If Borrower does not furnish such evidence and receipts for then currently due installments
of Insurance Premiums at least fifteen (15) days prior to the expiration of any such
expiring Policy, then GECC may procure, but shall not be obligated to procure, such
insurance and pay the Insurance Premiums therefor, and Borrower agrees to reimburse GECC for
the cost of such Insurance Premiums promptly on demand. Borrower covenants and agrees to
promptly forward to GECC a copy of each written notice received by Borrower of any material
modification, reduction or cancellation of any of the Policies or of any of the coverages
afforded under any of the Policies. Within thirty (30) days after request by GECC, Borrower
shall obtain or cause to be obtained such increases in the amounts of coverage required
hereunder as may be reasonably required by GECC, taking into consideration and based upon
changes in the value of money over time, changes in liability laws, changes in prudent
customs and practices, and the like.
(c) Borrower hereby indemnifies and holds harmless the Indemnified Parties from and
against any and all claims, damages, losses, liabilities, costs or expenses whatsoever
(including, without limitation, court costs, and reasonable attorneys’ and paralegals’ fees
and expenses through and including any appellate proceedings at all levels, and any special
proceedings), which any of the Indemnified Parties may incur (or which may be claimed
against any of the Indemnified Parties by any entity or entities whatsoever) by reason of,
under, arising out of, related to, or in connection with (a) the Property; (b) the Indenture
or any of the other Loan Documents; (c) the Notes, (d) any breach by Borrower of any
material representation, warranty, covenant or agreement made in or pursuant to this
Agreement or any of the other Loan Documents; (e) any failure of Borrower, Trustee or
Remarketing Agent or any other person or entity to comply with any applicable federal or
state laws or regulations pertaining to the offer, sale or remarketing of the Notes or to
the issuance or maintenance of the Letter of Credit, except for any claims, damages, losses,
liabilities, costs or expenses to the extent, but only to the extent, caused solely and
directly by the gross negligence or willful misconduct of the party seeking any such
indemnity ; or (f) the execution and delivery or transfer to a successor Trustee of, or
payment or failure to pay under, the Letter of Credit, except for any claims, damages,
losses, liabilities, costs or expenses to the extent, but only to the extent, caused by the
gross negligence or willful misconduct of GECC in
32
determining whether a statement or draft presented under a Letter of Credit complied
with the terms thereof or whether any statement or any other document presented under a
Letter of Credit was forged, fraudulent or invalid, or any statement therein was untrue or
inaccurate; or (g) the Letter of Credit or any certificate, document, instrument, or
agreement executed in connection therewith.

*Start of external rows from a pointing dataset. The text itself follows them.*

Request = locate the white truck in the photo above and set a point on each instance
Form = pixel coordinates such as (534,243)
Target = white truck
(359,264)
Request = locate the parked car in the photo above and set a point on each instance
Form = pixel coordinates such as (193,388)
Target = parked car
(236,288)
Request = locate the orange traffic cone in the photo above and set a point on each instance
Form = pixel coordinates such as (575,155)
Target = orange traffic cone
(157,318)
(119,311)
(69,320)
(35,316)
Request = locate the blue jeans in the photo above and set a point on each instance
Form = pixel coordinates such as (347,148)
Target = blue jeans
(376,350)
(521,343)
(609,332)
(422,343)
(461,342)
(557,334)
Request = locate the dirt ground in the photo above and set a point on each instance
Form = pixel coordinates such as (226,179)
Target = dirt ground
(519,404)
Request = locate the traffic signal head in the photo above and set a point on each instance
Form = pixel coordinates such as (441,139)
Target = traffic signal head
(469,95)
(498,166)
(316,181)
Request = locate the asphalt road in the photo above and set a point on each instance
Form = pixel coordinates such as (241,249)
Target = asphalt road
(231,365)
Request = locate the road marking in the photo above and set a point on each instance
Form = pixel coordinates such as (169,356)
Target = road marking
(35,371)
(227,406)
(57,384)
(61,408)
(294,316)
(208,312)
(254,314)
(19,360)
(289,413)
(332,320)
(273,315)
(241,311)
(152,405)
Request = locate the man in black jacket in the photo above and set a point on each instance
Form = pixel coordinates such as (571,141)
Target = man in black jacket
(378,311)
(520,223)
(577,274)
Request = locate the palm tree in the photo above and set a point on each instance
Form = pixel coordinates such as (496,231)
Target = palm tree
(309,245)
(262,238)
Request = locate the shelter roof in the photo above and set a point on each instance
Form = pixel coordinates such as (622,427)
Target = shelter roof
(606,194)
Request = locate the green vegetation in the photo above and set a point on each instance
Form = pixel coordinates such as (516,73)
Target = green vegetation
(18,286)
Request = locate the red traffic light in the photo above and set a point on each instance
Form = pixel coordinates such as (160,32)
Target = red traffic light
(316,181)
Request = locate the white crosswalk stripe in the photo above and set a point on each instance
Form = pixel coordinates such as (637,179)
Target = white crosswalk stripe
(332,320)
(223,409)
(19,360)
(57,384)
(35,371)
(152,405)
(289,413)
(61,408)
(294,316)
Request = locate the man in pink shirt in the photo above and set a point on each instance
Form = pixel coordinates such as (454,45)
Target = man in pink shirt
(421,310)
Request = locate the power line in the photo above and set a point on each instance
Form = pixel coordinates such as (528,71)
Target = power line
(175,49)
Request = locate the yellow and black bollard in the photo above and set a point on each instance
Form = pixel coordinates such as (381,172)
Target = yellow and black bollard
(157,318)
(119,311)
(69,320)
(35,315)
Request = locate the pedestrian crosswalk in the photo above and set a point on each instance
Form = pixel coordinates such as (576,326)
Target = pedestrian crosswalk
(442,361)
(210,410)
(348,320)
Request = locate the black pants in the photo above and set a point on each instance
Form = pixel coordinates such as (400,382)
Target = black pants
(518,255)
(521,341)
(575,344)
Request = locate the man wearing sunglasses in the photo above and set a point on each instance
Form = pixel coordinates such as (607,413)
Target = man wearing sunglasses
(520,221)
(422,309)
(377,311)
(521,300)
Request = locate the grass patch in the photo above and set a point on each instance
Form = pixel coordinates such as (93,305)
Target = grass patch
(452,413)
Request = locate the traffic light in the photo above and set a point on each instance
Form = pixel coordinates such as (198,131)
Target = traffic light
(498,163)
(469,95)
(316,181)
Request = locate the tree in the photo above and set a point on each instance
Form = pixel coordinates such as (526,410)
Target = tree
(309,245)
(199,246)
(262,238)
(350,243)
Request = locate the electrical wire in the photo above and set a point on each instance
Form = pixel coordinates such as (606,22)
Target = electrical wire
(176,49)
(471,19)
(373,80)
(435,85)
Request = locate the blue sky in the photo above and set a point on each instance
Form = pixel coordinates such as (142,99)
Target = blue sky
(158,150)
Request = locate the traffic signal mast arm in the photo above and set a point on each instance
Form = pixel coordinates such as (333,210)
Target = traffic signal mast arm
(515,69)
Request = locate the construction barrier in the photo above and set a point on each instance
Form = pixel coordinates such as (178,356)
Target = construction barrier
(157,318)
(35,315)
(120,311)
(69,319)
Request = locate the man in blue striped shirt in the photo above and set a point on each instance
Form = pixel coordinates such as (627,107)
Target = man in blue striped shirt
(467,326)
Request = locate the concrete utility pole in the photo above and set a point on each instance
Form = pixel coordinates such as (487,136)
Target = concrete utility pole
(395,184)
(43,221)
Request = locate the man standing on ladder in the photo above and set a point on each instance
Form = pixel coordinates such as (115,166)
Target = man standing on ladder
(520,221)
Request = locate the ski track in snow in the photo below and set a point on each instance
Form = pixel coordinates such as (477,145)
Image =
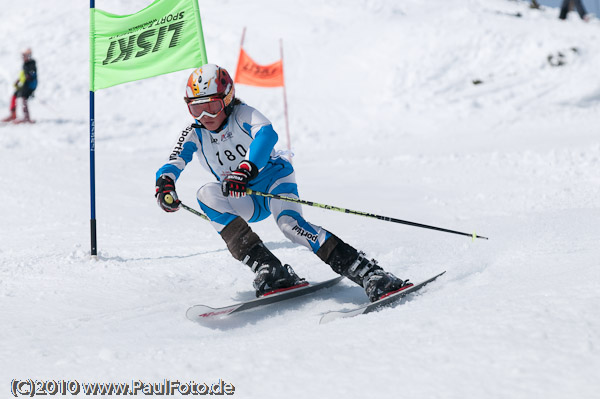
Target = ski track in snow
(384,118)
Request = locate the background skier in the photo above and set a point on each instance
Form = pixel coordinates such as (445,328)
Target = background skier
(24,88)
(235,142)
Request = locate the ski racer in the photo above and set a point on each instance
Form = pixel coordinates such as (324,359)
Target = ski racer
(235,142)
(24,88)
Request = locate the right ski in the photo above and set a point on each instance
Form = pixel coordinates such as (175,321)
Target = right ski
(200,313)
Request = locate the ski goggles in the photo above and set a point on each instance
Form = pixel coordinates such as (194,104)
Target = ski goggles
(206,107)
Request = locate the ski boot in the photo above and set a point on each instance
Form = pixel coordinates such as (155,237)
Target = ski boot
(349,262)
(248,248)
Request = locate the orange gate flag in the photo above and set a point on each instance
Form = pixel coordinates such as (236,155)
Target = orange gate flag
(250,73)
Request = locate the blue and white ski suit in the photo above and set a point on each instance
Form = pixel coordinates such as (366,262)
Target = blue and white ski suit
(249,135)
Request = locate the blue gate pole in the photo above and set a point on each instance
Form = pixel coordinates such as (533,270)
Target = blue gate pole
(94,247)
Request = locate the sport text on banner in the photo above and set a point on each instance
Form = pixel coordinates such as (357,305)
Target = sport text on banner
(164,37)
(250,73)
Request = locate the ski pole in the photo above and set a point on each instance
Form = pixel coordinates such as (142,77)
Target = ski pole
(366,214)
(195,212)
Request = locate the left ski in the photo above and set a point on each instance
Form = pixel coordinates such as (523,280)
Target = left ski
(388,300)
(200,313)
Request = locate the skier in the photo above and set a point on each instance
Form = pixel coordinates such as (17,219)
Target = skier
(235,142)
(24,88)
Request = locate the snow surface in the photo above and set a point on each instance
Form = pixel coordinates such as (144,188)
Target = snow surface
(385,118)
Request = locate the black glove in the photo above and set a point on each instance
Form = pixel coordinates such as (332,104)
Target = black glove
(236,182)
(166,195)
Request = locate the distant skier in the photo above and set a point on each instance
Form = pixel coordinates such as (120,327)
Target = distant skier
(235,142)
(24,88)
(567,5)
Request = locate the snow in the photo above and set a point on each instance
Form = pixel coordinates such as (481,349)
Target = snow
(384,118)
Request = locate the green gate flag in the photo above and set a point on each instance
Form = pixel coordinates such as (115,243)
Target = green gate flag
(164,37)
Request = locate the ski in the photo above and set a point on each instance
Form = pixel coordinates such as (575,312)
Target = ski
(200,313)
(388,300)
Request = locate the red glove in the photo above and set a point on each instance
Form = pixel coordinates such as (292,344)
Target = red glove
(236,183)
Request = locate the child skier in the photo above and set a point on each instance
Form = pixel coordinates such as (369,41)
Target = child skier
(235,142)
(24,88)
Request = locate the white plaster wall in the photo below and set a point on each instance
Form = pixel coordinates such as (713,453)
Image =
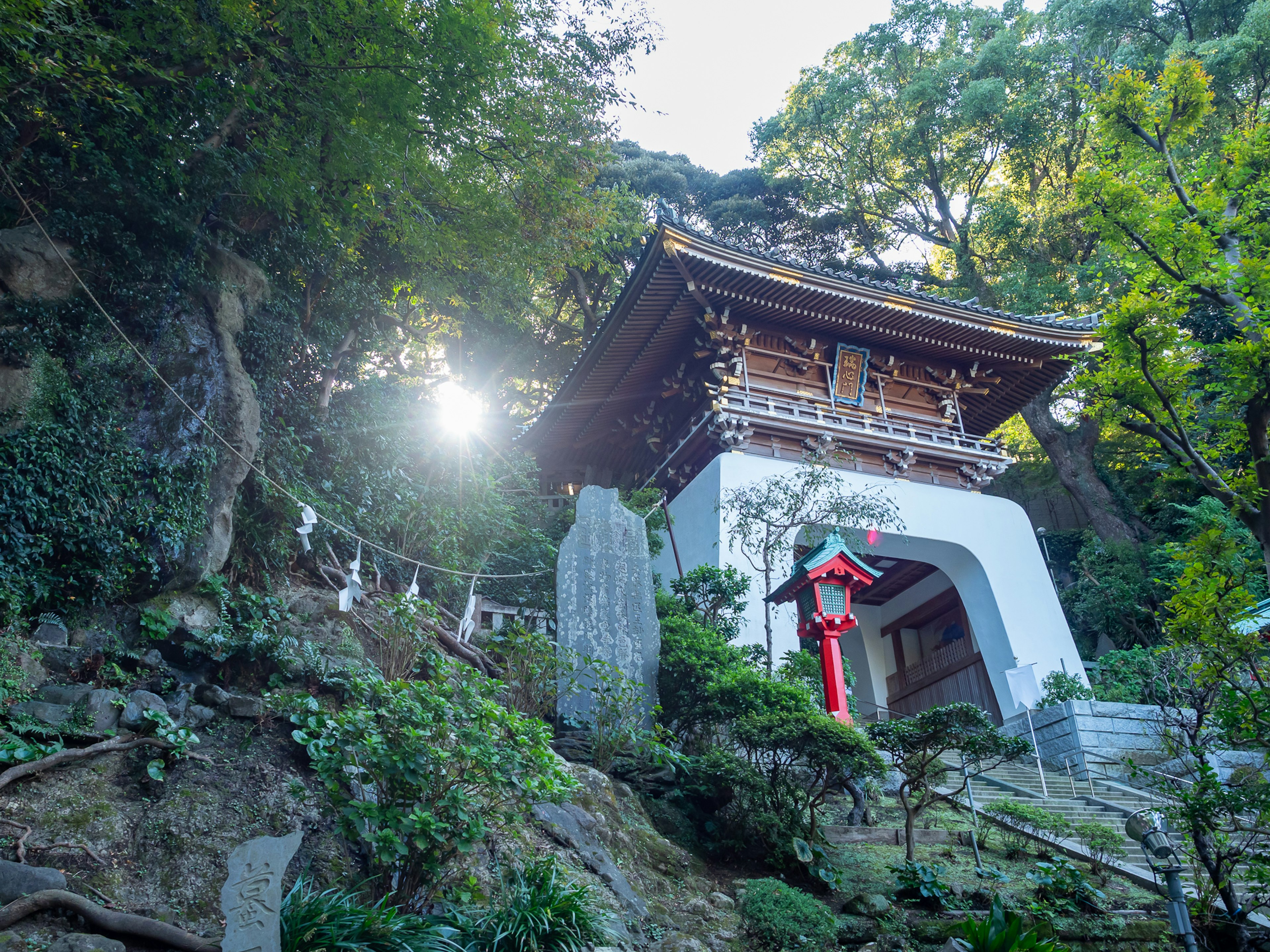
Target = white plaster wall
(982,545)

Further, Borrower hereby agrees to pay, and to
protect, indemnify and save harmless the Indemnified Parties from and against, any and all
losses, liabilities (including liabilities for penalties), actions, suits, judgments,
demands, damages, costs or expenses (including, without limitation, attorneys’ fees and
expenses at trial, or appeal, or in other indirect or administrative proceedings) of any
nature whatsoever, arising from or relating in any way to the offering, issuance, sale,
remarketing or delivery of the Notes (or any interest in any fund into which the Notes are
placed) or the entering into by GECC or GEGF of any of the Loan Documents or providing the
Letter of Credit, except for any claims, damages, losses, liabilities, costs or expenses to
the extent, but only to the extent, caused solely and directly by the gross negligence or
willful misconduct of the party seeking any such indemnity.

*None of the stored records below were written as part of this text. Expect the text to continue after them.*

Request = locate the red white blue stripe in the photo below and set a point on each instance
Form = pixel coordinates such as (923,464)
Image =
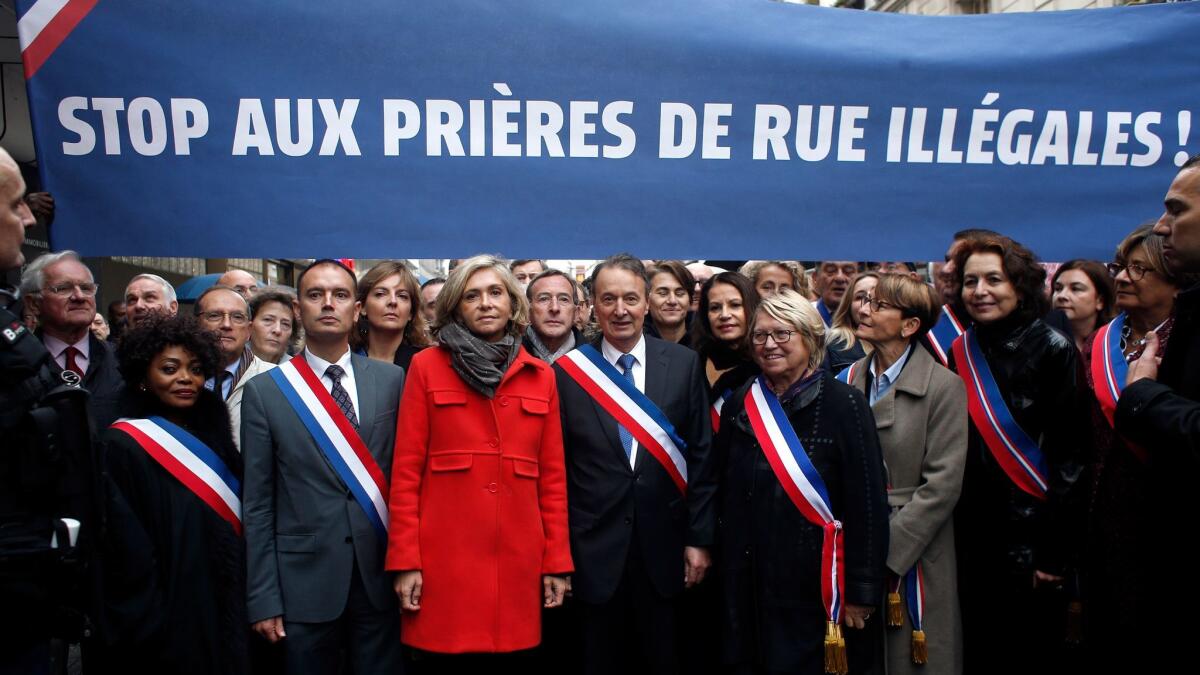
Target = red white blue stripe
(1109,368)
(943,334)
(718,406)
(802,483)
(630,407)
(191,463)
(337,440)
(1017,453)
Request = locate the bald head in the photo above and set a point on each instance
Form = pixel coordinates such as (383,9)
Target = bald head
(240,281)
(15,214)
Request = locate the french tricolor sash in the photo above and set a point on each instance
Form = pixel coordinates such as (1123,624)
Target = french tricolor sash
(718,406)
(801,482)
(943,334)
(1109,368)
(191,463)
(337,440)
(630,407)
(1018,455)
(847,374)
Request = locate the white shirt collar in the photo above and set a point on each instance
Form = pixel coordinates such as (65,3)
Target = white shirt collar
(612,353)
(321,365)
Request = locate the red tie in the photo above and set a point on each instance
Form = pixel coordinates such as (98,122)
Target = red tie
(71,363)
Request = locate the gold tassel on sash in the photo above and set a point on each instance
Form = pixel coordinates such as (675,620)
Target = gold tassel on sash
(919,649)
(835,650)
(895,610)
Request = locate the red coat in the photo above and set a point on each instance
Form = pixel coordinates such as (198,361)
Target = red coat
(478,505)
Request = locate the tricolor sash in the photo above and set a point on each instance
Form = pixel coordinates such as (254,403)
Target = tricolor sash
(191,463)
(630,407)
(718,406)
(337,440)
(943,334)
(804,485)
(1109,368)
(1017,453)
(847,374)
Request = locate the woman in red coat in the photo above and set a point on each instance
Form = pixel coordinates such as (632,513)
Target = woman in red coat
(478,529)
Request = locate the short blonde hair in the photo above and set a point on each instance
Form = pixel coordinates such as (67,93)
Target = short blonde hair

(d) As to GECC and GEGF, Borrower assumes all risks of the acts or omissions of Trustee
with respect to the use of the Letter of Credit. The Indemnified Parties shall not be
liable or responsible for: (a) the use made of the Letter of Credit or for any acts or
omissions of Trustee; (b) the validity, sufficiency or genuineness of any documents, or
endorsements presented in connection with the Letter of Credit or the Notes, even if such
documents should in fact prove to be in any or all respects invalid, insufficient,
fraudulent or forged; (c) payment by GECC against presentation of documents which do not
comply with the terms of the Letter of Credit, including failure of any documents to bear
adequate reference to the Letter of Credit; or (d) any other circumstances in making or
failing to make payment under the Letter of Credit. By way of amplification, GECC may
accept documents that appear on their face to be in order, without responsibility for
further investigation, regardless of any notice or information to the contrary. The
determination of whether a draft has been presented under a Letter of Credit prior to its
Expiration Date or whether a draft drawn under a Letter of Credit or an accompanying
document or instrument is in proper and sufficient form shall be made by GECC in its sole
discretion, which determination shall be conclusive and binding upon Borrower. Borrower
hereby waives any right to object to any payment under the Letter of Credit against a draft
with accompanying documents in the forms provided for in the Letter of Credit but varying in
punctuation, capitalization, spelling or similar matters of form.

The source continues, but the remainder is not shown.